Hannah Arendt insiste énormément sur la nécessité de dissocier dans nos activités ce qui relève de l’espace privé, celui de l’oïkos (maisonnée) à l’intérieur duquel nous travaillons afin de survivre, d’accroître les biens de consommation et ce qui relève de la polis (cité), c’est-à-dire de l’espace public, domaine à la fois fragile parce que soumis aux contingences de la natalité et crucial puisque c’est là que se joue, selon elle,  la question fondamentale de la liberté humaine. Si nous ne nous consacrons qu’au travail et à l’accumulation de biens individuels, cela signifie que nous désertons la seule sphère au sein de laquelle nous pouvons accéder à notre liberté authentique, celle d’un sujet de droit dont les actes, les décisions et les paroles « comptent ».
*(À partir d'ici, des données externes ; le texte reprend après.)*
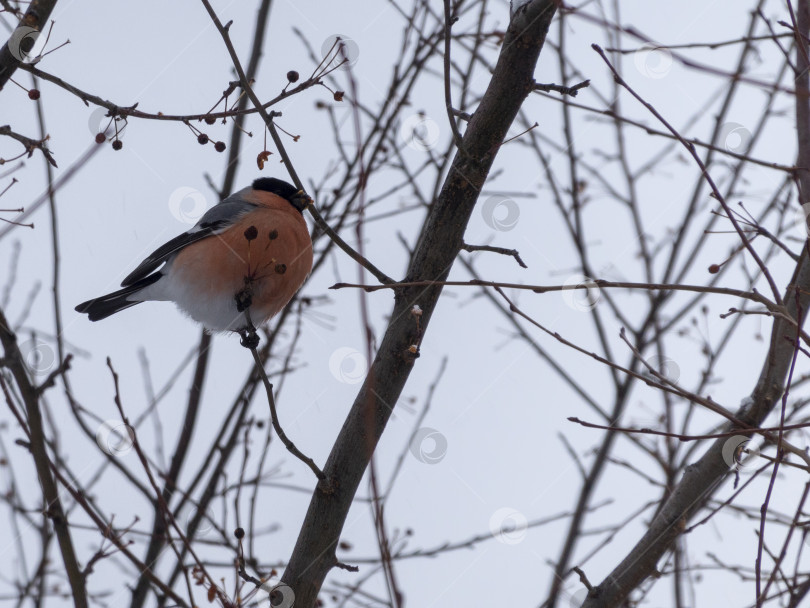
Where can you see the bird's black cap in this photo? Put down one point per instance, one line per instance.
(297, 198)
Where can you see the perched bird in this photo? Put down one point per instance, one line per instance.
(250, 251)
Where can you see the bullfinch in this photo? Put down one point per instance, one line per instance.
(250, 251)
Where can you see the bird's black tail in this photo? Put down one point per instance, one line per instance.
(104, 306)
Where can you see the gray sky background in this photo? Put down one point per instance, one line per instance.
(498, 409)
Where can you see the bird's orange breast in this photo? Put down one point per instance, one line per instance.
(267, 252)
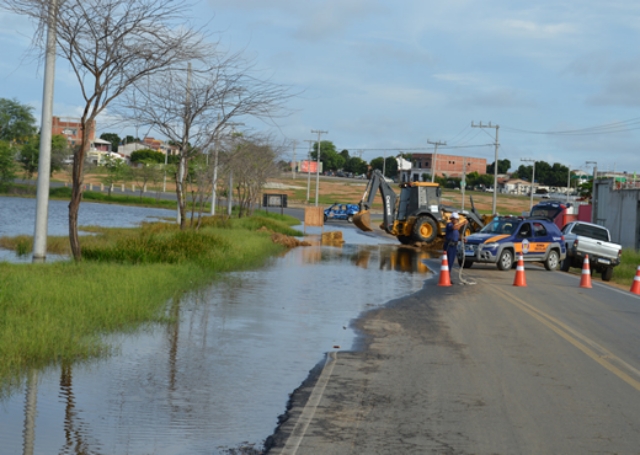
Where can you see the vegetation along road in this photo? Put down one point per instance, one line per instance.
(483, 369)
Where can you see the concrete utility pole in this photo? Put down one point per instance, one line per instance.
(533, 179)
(44, 161)
(594, 202)
(463, 182)
(435, 158)
(318, 169)
(495, 170)
(293, 163)
(310, 141)
(384, 164)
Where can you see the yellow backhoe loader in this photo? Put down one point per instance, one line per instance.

        C’est donc à partir de cette distinction que nous pouvons aborder la tripartition fondamentale que conçoit Hannah Arendt entre le travail, l’oeuvre et l’action. Le travail caractérise l’activité qui vise à assurer la conservation de la vie (pour Hegel, ce serait sans nul doute, l’activité de l’esclave). Puisque elle se concentre sur les besoins vitaux, elle se définit par la production de biens destinés sans cesse à être reconduite au fur et à mesure que nous les consommons. Le travail est ce qui fait du travailleur un « animal laborans ». Si nous nous consacrons exclusivement à lui, nous sommes alors aliénés par l’activité la moins humaine qui soit. Hannah Arendt critique donc une modernité dans laquelle nous ne faisons que produire et consommer, car non seulement elle accroit l’importance de la sphère privée sur la sphère publique, mais ce faisant, elle contribue à faire de nous des esclaves volontaires qui perdent de vue le seul espace à même de les rendre libres. Les grecs ne considéraient pas sans raison le travail comme une activité indigne des hommes  libres.
        L’oeuvre, elle, nous définit comme Homo Faber (homme fabricant, artisan). Elle désigne notre aptitude à créer des bâtiments, des institutions, des oeuvres d’art marqués par une certaine durée et stabilité. L’oeuvre contribue à installer un monde proprement humain. Elle est donc détachée des exigences purement vitales, puisque elle instaure un monde qui n’est plus naturel, qui se détache des aléas et des contingences de la vie physique. Il s’agit d’instaurer un monde au sein duquel une action humaine peut prendre place, s’incarner, se doter d’une autre chair que celle là seule de la résonance physique d’une action, (laquelle resterait pour un homme  isolé, très limitée). Conçue dans la sphère privée, l’oeuvre doit, une fois achevée, paraître et s’édifier dans la sphère publique puisque c’est bien là sa finalité et sa richesse.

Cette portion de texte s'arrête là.